Good Lord. I'm beginning to feel like the SuperNanny to the
young-and-outta-control celeb set. Apparently, some of you are in desperate need of a mama moment. Especially you, Lindsey, so please, take a turn in the Naughty Seat. While
your own mama adamantly defends (a-
enable-hems) your actions over a double tall Red Bull and Grey Goose and Egg Beaters breakfast sandwich,
please please please take a break from the snorting and taking sneaky peeks in a water bottle to listen up.

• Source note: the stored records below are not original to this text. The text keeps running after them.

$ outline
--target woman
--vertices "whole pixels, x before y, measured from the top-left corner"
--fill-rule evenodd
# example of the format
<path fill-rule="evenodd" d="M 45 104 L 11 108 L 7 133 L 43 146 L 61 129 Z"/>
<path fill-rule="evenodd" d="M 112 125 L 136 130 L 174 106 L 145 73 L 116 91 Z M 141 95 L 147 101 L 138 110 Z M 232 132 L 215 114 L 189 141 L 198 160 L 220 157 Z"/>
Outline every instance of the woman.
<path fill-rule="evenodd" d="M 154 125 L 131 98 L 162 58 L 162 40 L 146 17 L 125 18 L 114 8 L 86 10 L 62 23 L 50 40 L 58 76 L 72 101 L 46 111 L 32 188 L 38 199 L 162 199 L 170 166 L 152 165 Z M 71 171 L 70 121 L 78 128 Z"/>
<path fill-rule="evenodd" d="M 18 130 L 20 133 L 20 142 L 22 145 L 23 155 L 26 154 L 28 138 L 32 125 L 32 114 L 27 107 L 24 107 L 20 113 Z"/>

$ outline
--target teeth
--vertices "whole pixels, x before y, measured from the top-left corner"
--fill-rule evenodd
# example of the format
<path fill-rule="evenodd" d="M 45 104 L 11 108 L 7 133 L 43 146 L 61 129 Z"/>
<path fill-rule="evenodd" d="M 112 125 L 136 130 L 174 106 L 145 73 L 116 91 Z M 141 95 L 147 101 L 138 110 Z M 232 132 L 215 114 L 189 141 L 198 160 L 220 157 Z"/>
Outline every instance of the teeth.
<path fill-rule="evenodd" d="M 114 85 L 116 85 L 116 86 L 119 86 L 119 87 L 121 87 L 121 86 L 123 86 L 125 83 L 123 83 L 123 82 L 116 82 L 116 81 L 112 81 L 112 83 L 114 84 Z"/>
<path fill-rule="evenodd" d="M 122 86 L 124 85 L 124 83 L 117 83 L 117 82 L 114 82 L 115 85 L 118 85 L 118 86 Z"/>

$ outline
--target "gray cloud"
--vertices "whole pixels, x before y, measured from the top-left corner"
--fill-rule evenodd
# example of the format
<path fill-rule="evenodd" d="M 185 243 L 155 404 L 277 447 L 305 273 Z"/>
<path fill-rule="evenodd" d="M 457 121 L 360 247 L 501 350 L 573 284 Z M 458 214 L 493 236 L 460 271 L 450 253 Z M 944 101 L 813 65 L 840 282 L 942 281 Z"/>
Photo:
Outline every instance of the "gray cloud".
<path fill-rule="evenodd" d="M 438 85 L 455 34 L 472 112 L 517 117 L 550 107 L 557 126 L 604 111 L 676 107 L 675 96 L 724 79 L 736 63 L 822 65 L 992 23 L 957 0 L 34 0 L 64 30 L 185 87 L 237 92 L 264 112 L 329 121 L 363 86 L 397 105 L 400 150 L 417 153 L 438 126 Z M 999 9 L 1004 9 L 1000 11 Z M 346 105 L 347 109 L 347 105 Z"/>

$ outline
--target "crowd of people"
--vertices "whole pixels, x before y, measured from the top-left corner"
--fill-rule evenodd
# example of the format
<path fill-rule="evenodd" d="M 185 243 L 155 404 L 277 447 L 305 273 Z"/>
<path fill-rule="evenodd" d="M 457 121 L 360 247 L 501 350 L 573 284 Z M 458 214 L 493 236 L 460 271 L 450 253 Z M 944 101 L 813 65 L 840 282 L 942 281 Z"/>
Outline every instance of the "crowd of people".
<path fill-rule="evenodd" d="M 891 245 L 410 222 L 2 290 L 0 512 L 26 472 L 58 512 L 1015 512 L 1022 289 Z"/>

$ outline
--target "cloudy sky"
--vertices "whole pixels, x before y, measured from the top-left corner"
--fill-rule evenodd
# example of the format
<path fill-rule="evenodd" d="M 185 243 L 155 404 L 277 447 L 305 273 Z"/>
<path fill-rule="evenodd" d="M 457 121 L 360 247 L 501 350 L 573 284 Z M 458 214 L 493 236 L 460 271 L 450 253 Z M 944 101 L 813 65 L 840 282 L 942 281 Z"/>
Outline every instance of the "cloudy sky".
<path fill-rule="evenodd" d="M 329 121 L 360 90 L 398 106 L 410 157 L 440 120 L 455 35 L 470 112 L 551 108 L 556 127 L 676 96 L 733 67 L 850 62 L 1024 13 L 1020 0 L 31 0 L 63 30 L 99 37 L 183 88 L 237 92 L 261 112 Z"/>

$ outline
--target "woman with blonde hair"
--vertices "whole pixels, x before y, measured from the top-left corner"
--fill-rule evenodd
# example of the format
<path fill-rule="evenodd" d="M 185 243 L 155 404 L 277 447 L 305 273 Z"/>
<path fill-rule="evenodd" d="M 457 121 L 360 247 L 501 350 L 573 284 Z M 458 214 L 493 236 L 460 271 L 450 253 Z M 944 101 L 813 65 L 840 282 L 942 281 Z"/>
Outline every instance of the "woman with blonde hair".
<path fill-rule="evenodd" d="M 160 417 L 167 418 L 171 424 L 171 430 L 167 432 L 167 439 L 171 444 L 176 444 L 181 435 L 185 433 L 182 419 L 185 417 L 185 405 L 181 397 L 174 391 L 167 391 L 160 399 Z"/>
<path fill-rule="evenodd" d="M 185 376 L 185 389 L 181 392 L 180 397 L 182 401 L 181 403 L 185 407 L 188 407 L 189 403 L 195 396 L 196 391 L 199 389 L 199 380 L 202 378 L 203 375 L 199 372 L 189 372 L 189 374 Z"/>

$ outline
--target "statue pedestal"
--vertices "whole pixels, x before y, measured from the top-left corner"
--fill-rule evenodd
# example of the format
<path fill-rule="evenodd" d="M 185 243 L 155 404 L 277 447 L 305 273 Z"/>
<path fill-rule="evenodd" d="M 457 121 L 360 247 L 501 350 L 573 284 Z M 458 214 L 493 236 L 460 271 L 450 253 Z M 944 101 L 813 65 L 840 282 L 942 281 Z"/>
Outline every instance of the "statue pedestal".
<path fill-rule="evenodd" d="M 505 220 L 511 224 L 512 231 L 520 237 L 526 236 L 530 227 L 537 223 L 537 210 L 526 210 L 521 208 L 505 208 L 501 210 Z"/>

First of all, no, I will not call you LiLo. No matter how tempting it is. No matter how much I love it-girl pet names. It is just too close to J-Lo, who has handled her own media bumbles with grace and a fabulous handbag. In fact, you should get used to people not calling you LiLo. Or calling you at all. I think it is a safe assumption that your AIM name and cell number have been deleted by casting agents everywhere. Your incessant stunts may eventually lead to a huge PR comeback at some point, but believe you me, you are heading quickly toward Anna Nicole status. That's right, muffin, famous for nothing. Well, nothing other than slurred speech, natural looking extensions, and a glistening bosom.
Second, seriously?
Passing out, puking, crashing your car and then running? It actually pains me to see these pictures. Hopefully, it will get to you too. Otherwise, you will just keep on keeping on as the Booze-onic Woman, hurling your vehicle at innocent trees and (God forbid) bystanders and then sprinting past the paparazzi to the next bar that honors your "ID" or "friend" who doesn't mind you heaving and passing out in their Beemer.